中小企業の経営者にメッセージをお願いします。
鎌田氏:まだまだ会社経営を自分1人で背負わなければならないと思い込んでいる中小企業の社長が多いように感じています。いろいろな業務を社外に委託するように、経営も専門家の力を借りていいのです。コンサルタント以外で自社の悩みを相談できる存在は少ないと思います。経営課題を抱えている経営者の方は、1人で悩まずに外部の専門家を頼っていただきたいと思います。
取材を終えて 撮影小話
稲葉:鎌田さんとの対話を通じて、経営に真摯に向き合い、人を想う姿勢に深く感銘を受けました。
鎌田:起業から3年、経営者としてもコンサルタントとしても多くの気づきを得てきました。
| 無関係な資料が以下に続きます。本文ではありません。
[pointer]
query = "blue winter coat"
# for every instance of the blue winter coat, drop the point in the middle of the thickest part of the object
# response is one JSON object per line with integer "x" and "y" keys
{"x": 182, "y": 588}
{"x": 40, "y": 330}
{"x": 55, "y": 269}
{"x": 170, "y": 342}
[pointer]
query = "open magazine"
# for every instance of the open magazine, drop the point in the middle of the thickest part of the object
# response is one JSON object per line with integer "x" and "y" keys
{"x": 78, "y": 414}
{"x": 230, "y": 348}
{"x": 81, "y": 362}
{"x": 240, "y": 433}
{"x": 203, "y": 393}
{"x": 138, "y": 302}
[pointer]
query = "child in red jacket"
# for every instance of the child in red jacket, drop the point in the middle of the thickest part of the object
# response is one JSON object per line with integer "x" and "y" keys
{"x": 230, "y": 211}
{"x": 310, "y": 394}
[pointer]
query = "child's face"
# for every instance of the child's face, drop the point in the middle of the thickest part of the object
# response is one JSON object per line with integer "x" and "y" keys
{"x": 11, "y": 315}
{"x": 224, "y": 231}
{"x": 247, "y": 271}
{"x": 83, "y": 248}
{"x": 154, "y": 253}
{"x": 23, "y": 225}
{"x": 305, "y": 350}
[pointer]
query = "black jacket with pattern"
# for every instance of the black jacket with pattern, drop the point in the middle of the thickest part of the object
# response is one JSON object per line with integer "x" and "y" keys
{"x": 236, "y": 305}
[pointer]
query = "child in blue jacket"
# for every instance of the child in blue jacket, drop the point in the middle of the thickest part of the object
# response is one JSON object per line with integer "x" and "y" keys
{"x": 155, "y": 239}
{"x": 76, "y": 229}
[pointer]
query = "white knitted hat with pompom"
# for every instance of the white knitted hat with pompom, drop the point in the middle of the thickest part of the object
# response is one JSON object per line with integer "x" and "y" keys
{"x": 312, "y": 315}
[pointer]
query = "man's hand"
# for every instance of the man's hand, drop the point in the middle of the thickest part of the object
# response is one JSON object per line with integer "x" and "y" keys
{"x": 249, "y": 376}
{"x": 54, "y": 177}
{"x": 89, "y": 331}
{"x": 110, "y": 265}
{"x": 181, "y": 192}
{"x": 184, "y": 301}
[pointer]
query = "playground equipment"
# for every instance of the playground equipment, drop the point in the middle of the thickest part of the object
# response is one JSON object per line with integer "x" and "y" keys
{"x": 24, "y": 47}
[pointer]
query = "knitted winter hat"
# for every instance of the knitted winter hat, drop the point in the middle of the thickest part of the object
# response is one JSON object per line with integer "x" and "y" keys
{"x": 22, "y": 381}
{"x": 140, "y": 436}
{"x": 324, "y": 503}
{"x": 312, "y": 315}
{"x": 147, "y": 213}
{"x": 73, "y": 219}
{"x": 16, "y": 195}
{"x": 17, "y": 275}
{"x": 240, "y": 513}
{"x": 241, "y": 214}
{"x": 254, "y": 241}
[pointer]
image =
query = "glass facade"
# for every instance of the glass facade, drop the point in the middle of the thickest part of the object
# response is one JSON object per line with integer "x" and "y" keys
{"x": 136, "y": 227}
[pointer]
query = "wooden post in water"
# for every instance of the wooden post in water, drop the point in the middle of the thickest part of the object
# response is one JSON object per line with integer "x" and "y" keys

「利他の精神」は言葉以上に難しい実践ですが、信じて行動することで仲間や顧客に恵まれたことに感謝しています。今後も経営人材の育成や投資事業を通じて、より多くの企業の成長を支えていきたいと考えています。
稲葉:利他の精神を持つ経営者の存在が、社会を明るくする。ハレ街メディアでは、そんな志ある挑戦者を今後も発信していきたいと思います。鎌田さん、ありがとうございました!